Create Routine and Rules that Work for YOU
Our wellbeing is often nurtured by having a daily routine, a structure to our lives. If the day feels endless and without a plan, anxiety can easily be triggered. At present, juggling the multiple roles of parenting, home schooling and working can leave parents feeling that they are spread too thinly - and that we’re not doing a good job at any of our roles. This is hard. Try having achievable routines. Involve each family member to have a sense of their own timetable or routine and involve time for shared/family activities or quiet time. Most importantly do what is realistic for you and your family and try not to compare your routine to others.

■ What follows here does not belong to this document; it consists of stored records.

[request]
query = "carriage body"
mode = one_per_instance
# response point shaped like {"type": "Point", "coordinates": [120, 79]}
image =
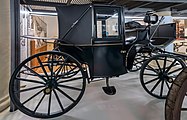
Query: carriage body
{"type": "Point", "coordinates": [97, 39]}
{"type": "Point", "coordinates": [91, 35]}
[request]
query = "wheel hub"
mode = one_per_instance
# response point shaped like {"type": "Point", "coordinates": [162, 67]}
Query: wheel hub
{"type": "Point", "coordinates": [50, 85]}
{"type": "Point", "coordinates": [163, 76]}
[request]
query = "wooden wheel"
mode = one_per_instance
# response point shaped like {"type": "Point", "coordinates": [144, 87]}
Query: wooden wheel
{"type": "Point", "coordinates": [50, 87]}
{"type": "Point", "coordinates": [176, 102]}
{"type": "Point", "coordinates": [157, 74]}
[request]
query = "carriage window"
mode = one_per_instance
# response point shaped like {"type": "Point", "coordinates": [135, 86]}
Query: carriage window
{"type": "Point", "coordinates": [107, 21]}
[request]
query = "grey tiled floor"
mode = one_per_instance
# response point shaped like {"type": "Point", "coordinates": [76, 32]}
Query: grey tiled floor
{"type": "Point", "coordinates": [131, 102]}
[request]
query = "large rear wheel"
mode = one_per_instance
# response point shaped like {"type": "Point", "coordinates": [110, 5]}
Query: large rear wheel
{"type": "Point", "coordinates": [157, 74]}
{"type": "Point", "coordinates": [47, 84]}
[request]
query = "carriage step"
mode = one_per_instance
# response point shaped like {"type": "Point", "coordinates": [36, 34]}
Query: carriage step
{"type": "Point", "coordinates": [110, 90]}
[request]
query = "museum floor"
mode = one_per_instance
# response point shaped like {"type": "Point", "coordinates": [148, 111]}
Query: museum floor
{"type": "Point", "coordinates": [131, 102]}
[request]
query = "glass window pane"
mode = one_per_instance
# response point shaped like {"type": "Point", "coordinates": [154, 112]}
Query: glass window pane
{"type": "Point", "coordinates": [107, 21]}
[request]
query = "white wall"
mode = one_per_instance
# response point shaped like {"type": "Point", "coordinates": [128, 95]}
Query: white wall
{"type": "Point", "coordinates": [5, 55]}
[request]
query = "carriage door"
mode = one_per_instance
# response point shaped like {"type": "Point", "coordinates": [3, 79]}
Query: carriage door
{"type": "Point", "coordinates": [108, 61]}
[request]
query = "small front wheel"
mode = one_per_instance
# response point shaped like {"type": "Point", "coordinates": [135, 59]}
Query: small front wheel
{"type": "Point", "coordinates": [176, 102]}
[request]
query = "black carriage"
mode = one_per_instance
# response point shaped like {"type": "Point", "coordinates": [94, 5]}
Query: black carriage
{"type": "Point", "coordinates": [91, 45]}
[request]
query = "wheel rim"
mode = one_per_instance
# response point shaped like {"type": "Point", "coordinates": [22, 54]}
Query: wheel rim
{"type": "Point", "coordinates": [158, 73]}
{"type": "Point", "coordinates": [139, 60]}
{"type": "Point", "coordinates": [176, 102]}
{"type": "Point", "coordinates": [51, 84]}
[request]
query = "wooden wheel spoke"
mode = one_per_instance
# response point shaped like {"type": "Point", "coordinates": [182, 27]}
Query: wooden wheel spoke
{"type": "Point", "coordinates": [28, 80]}
{"type": "Point", "coordinates": [161, 89]}
{"type": "Point", "coordinates": [184, 109]}
{"type": "Point", "coordinates": [67, 73]}
{"type": "Point", "coordinates": [66, 95]}
{"type": "Point", "coordinates": [152, 69]}
{"type": "Point", "coordinates": [58, 99]}
{"type": "Point", "coordinates": [167, 84]}
{"type": "Point", "coordinates": [28, 89]}
{"type": "Point", "coordinates": [151, 80]}
{"type": "Point", "coordinates": [40, 62]}
{"type": "Point", "coordinates": [154, 87]}
{"type": "Point", "coordinates": [164, 65]}
{"type": "Point", "coordinates": [35, 73]}
{"type": "Point", "coordinates": [150, 74]}
{"type": "Point", "coordinates": [39, 103]}
{"type": "Point", "coordinates": [61, 67]}
{"type": "Point", "coordinates": [175, 71]}
{"type": "Point", "coordinates": [72, 79]}
{"type": "Point", "coordinates": [158, 65]}
{"type": "Point", "coordinates": [69, 87]}
{"type": "Point", "coordinates": [49, 104]}
{"type": "Point", "coordinates": [32, 97]}
{"type": "Point", "coordinates": [171, 65]}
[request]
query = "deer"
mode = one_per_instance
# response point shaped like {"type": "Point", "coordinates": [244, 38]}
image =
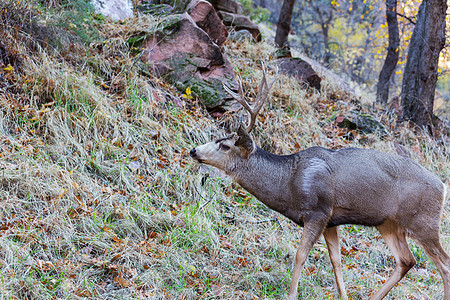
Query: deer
{"type": "Point", "coordinates": [320, 189]}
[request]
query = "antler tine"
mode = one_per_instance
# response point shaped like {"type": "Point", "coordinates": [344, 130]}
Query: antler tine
{"type": "Point", "coordinates": [261, 97]}
{"type": "Point", "coordinates": [238, 97]}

Be Honest and Say Sorry When you can
We promote our own wellbeing by knowing when we do and don't get things right. It’s not about getting it right all the time. Misunderstandings, disagreements and differences of opinion are normal. They happen for all parents and in all families, and they aren't a sign that things are not OK. It is important that we have the courage to acknowledge that we don't always get things right and share this with our children. Being able to say sorry can be enormously helpful in getting everyone get back on track. Being honest and open with your children, and sharing with them what they need to know, will boost both their wellbeing and your own.